1.1.1.1.1.1.1.1.1 Rule Shifting

The rules

-^#(s(z0),s(z1))

→

c2(-^#(z0,z1))

(17)

are strictly oriented by the following non-linear polynomial interpretation over the naturals

[c]	=	0
[c1]	=	0
[c2(x₁)]	=	1 · x₁ + 0
[c3]	=	0
[c4]	=	0
[c5(x₁)]	=	1 · x₁ + 0
[c6]	=	0
[c7]	=	0
[c8]	=	0
[c9]	=	0
[c10(x₁,...,x₄)]	=	1 · x₁ + 0 + 1 · x₂ + 1 · x₃ + 1 · x₄
[lt(x₁, x₂)]	=	0
[div(x₁, x₂)]	=	0
[-(x₁, x₂)]	=	1 · x₁ + 0
[if(x₁, x₂, x₃)]	=	1 + 1 · x₂ + 1 · x₂ · x₂
[-^#(x₁, x₂)]	=	1 · x₁ + 0
[lt^#(x₁, x₂)]	=	0
[if^#(x₁, x₂, x₃)]	=	2 · x₂ + 0 + 2 · x₂ · x₂
[div^#(x₁, x₂)]	=	1 · x₁ · x₁ + 0
[0]	=	0
[false]	=	1
[s(x₁)]	=	1 + 1 · x₁
[true]	=	1

which has the intended complexity.
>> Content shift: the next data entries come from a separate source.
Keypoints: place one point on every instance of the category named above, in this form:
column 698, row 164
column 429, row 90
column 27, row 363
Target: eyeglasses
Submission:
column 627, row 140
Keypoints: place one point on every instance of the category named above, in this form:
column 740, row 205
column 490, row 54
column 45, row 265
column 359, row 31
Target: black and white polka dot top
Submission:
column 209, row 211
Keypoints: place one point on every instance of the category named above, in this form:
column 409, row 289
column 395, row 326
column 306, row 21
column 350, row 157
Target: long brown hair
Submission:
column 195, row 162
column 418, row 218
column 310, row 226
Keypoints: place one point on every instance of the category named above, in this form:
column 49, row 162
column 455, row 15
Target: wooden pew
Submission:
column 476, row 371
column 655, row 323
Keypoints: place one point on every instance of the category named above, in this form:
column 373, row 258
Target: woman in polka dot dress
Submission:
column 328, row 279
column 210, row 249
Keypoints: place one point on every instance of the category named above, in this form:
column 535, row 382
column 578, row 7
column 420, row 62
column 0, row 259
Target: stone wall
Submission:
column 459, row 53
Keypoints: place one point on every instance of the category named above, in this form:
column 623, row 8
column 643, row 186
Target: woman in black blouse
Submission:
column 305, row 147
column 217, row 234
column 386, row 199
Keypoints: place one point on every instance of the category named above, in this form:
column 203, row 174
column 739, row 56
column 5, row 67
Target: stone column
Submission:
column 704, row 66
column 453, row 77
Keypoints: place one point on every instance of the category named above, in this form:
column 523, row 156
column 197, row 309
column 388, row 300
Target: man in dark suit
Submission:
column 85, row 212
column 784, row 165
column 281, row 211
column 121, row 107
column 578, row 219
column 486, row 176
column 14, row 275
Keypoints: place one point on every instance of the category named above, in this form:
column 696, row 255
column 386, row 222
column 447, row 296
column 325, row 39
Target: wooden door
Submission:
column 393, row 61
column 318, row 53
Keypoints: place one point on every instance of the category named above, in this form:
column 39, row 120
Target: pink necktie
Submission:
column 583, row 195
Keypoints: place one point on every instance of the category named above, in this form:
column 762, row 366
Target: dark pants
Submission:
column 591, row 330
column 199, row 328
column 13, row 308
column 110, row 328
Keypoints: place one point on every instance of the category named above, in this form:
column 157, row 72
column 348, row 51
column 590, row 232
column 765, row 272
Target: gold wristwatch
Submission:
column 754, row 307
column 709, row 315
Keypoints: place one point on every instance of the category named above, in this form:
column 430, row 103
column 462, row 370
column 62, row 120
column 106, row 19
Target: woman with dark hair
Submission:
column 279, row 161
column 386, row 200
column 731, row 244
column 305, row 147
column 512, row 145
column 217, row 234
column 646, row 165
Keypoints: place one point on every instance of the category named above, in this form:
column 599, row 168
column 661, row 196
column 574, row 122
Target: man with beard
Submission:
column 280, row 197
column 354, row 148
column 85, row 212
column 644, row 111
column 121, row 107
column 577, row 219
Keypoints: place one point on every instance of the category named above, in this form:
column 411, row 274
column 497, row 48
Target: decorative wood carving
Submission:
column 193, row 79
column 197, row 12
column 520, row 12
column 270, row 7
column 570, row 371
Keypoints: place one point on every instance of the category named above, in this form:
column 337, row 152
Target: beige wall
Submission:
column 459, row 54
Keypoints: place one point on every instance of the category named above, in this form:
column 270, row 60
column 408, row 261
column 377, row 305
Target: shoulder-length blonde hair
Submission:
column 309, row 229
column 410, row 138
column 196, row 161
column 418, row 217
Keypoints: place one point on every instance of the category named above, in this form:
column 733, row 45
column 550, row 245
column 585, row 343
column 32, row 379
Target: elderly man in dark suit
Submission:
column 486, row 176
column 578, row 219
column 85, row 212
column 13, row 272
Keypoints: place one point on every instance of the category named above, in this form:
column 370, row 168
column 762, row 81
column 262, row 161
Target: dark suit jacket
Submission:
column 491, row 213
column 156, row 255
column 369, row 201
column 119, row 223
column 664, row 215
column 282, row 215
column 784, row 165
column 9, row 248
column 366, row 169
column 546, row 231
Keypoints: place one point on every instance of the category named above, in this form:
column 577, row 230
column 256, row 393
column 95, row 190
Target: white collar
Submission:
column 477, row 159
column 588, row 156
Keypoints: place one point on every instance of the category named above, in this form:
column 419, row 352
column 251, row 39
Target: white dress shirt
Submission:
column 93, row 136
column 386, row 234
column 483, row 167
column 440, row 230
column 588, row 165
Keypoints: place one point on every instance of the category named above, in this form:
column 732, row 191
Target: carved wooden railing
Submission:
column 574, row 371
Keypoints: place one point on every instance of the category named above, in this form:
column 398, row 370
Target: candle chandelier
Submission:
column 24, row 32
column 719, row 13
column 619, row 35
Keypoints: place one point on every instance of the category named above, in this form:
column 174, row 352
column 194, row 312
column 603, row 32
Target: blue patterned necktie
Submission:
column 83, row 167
Here, only the following usable rules have been considered:

-^#(z0,0)	→	c	(13)
-^#(0,s(z0))	→	c1	(15)
-^#(s(z0),s(z1))	→	c2(-^#(z0,z1))	(17)
lt^#(z0,0)	→	c3	(19)
lt^#(0,s(z0))	→	c4	(21)
lt^#(s(z0),s(z1))	→	c5(lt^#(z0,z1))	(23)
if^#(true,z0,z1)	→	c6	(25)
if^#(false,z0,z1)	→	c7	(27)
div^#(z0,0)	→	c8	(29)
div^#(0,z0)	→	c9	(31)
div^#(s(z0),s(z1))	→	c10(if^#(lt(z0,z1),0,s(div(-(z0,z1),s(z1)))),lt^#(z0,z1),div^#(-(z0,z1),s(z1)),-^#(z0,z1))	(33)
-(0,s(z0))	→	0	(14)
-(s(z0),s(z1))	→	-(z0,z1)	(16)
-(z0,0)	→	z0	(12)

1.1.1.1.1.1.1.1.1.1 R is empty

There are no rules in the TRS R. Hence, R/S has complexity O(1).